Media

News outlet live-streams Sean Spicer's private home — Americans respond with pulverizing comments

News outlet Reuters was heavily criticized on Friday after they posted a live-stream of Sean Spicer's private Washington-area residence. (Pascal Le Segretain/Getty Images)

White House press secretary Sean Spicer tendered his resignation Friday morning after President Donald Trump hired supporter Anthony Scaramucci as White House communications chief, an appointment both White House chief of staff Reince Priebus and chief strategist Seven Bannon also objected to.

The news has rocked Washington. The Trump administration is under intense pressure as the FBI, under special counsel Robert Mueller, continues to investigate Russian interference in last year's election, in addition to allegations of Trump campaign collusion with Russian operatives.
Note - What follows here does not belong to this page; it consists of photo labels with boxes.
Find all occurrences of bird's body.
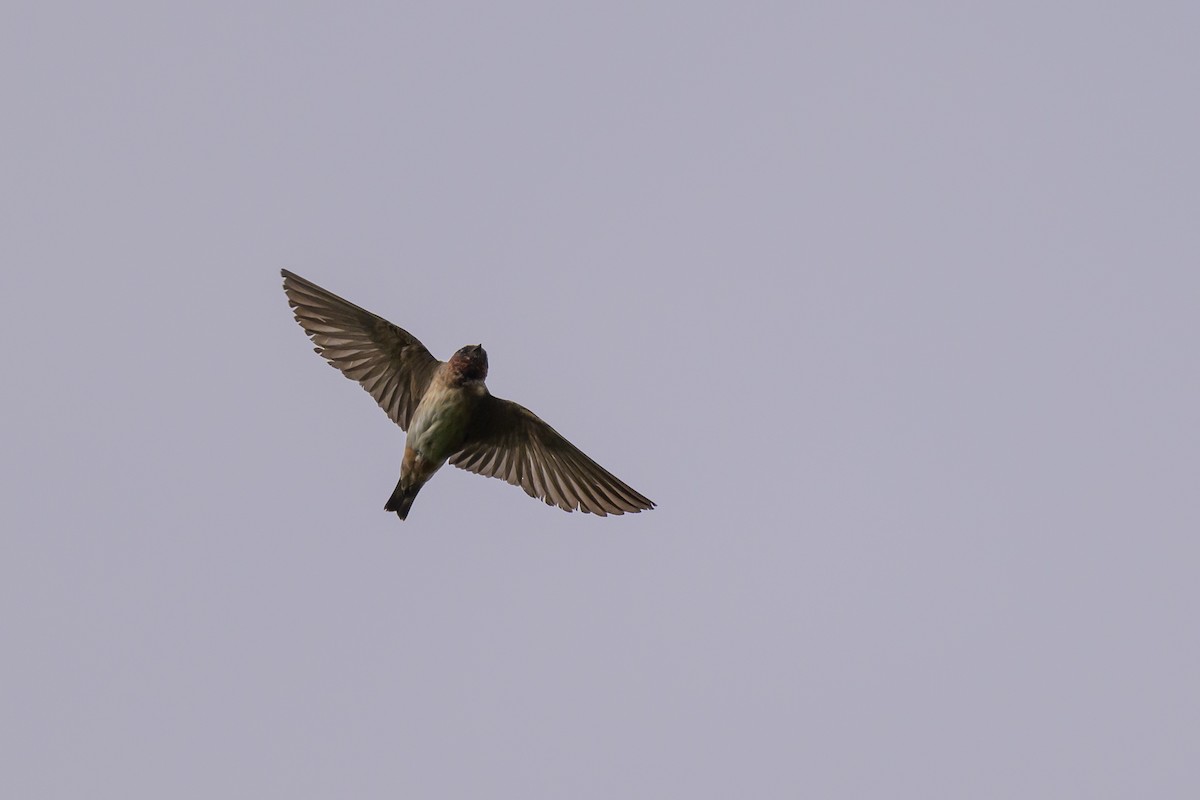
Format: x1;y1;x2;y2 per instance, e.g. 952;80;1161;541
283;270;654;519
384;352;487;519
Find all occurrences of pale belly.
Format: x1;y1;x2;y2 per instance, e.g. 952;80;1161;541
406;387;476;465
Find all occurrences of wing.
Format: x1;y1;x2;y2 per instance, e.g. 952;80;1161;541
282;270;442;431
450;395;654;517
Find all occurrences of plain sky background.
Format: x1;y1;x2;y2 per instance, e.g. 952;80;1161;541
0;0;1200;800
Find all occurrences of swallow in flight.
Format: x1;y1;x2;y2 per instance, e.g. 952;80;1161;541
282;270;654;519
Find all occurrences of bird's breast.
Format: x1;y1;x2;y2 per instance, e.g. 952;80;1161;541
407;380;478;463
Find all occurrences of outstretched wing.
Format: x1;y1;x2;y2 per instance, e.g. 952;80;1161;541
282;270;442;431
450;396;654;517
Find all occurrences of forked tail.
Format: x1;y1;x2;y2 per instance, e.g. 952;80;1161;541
383;481;421;519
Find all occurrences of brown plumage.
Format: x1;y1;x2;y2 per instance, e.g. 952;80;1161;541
282;270;654;519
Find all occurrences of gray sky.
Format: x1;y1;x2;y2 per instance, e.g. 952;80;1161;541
0;1;1200;800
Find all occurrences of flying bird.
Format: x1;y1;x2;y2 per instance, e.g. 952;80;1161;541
282;270;654;519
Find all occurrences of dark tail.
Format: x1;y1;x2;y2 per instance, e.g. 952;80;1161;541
383;481;421;519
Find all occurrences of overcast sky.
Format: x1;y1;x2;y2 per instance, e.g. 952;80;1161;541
0;0;1200;800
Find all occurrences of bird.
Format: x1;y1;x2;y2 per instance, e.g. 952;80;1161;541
281;270;655;519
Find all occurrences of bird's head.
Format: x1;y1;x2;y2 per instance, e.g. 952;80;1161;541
450;344;487;380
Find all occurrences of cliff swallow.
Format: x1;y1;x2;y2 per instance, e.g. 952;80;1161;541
282;270;654;519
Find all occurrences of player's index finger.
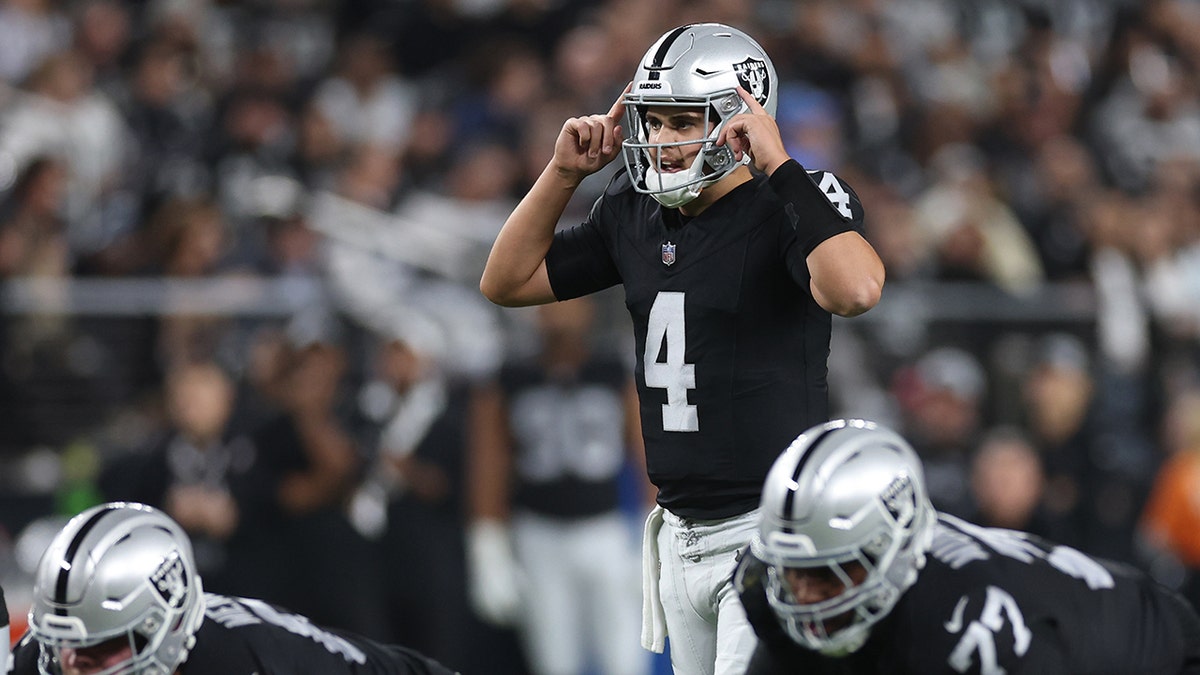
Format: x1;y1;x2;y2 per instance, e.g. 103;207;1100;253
738;86;767;115
608;82;634;120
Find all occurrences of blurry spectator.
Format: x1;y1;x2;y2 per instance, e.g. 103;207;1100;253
237;307;386;637
916;144;1043;293
971;426;1058;537
552;19;624;111
350;315;523;675
1024;333;1153;561
74;0;133;96
146;199;232;368
894;347;988;518
0;156;71;279
1139;389;1200;607
0;50;130;255
252;177;323;279
450;41;550;153
776;84;844;170
0;157;112;450
120;41;212;214
468;298;653;675
215;91;295;235
292;101;347;190
101;362;257;592
0;0;71;83
314;34;416;151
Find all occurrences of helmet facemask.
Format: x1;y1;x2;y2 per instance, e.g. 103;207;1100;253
622;91;750;208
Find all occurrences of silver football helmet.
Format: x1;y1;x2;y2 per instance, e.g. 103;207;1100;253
750;419;937;655
29;502;204;675
623;23;779;208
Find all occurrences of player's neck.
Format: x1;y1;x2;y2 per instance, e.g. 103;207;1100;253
679;166;754;217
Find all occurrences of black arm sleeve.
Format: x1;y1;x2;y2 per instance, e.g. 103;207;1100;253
546;196;620;300
770;160;863;257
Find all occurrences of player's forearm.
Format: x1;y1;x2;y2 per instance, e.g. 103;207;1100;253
479;165;578;306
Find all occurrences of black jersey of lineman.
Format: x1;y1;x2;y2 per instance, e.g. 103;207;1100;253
734;515;1200;675
14;593;454;675
499;357;629;518
546;162;863;518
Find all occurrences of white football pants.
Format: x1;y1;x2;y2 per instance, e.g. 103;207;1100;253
658;509;758;675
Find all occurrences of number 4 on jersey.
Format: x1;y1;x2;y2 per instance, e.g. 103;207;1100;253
642;291;700;431
809;171;854;220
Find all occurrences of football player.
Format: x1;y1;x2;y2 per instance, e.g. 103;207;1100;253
480;24;884;675
13;502;451;675
734;420;1200;675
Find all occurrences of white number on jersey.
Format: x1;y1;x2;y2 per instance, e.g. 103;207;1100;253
642;291;700;431
946;586;1033;675
511;386;625;483
809;171;854;220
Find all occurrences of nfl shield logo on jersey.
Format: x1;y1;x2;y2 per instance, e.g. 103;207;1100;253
662;241;674;265
733;59;770;104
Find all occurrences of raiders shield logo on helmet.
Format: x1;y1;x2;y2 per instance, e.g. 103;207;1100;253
150;552;187;609
733;59;770;106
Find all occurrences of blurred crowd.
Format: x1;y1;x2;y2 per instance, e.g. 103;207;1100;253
0;0;1200;673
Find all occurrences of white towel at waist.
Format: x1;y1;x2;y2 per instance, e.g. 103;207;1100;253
642;504;667;653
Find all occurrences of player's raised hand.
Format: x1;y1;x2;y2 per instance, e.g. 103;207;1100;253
716;86;790;174
553;83;634;185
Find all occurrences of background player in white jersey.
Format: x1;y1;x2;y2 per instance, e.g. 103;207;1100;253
734;420;1200;675
13;502;452;675
480;24;884;675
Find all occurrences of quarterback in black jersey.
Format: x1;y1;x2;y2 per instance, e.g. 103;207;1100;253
12;502;452;675
480;24;884;675
734;420;1200;675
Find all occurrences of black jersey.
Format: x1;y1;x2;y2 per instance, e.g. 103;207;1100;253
546;161;863;518
13;593;454;675
734;514;1200;675
499;358;629;518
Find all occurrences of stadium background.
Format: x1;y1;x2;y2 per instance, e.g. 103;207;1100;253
0;0;1200;673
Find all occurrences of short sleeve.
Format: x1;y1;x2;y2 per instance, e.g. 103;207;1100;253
546;196;620;300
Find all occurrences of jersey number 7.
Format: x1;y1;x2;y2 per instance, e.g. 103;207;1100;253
642;291;700;431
Spicer, after being a central figure in the Trump administration during its opening months, had recently appeared publicly less and less. His deputy, Sarah Huckabee Sanders, had taken over the daily press briefing duties, albeit off camera.

Last month, Spicer's name was floated as a possible permanent replacement for White House communications director, though that never panned out.

Still, it appears Spicer left the administration on good terms. Trump thanked Spicer for his service after the resignation was announced, while Spicer talked positively about Trump. They also each took turns bashing the media for the press's brash scrutiny of the Trump administration.

But one media outlet in particular has earned the ire of Americans on both sides of the aisle in the immediate aftermath of Spicer's resignation.

After it was confirmed that Spicer was out, Reuters posted a live feed of his Washington-area home for all of the world to see:

Given how politically charged Washington currently is — and the dangers that has posed to Republicans — people were outraged that a news outlet would show the world Spicer's private residence where he lives with his wife and two children.

And people were quick to let Reuters know:

The stream was live for just over one hour before being taken down.

A spokesman for Reuters told The Hill they went to Spicer's house to seek a comment.

"We and other major media outlets were there to see if a statement would be made," said Abbe Serphos, global head of PR and communications for Reuters. "When it was clear there would be no statement, we left."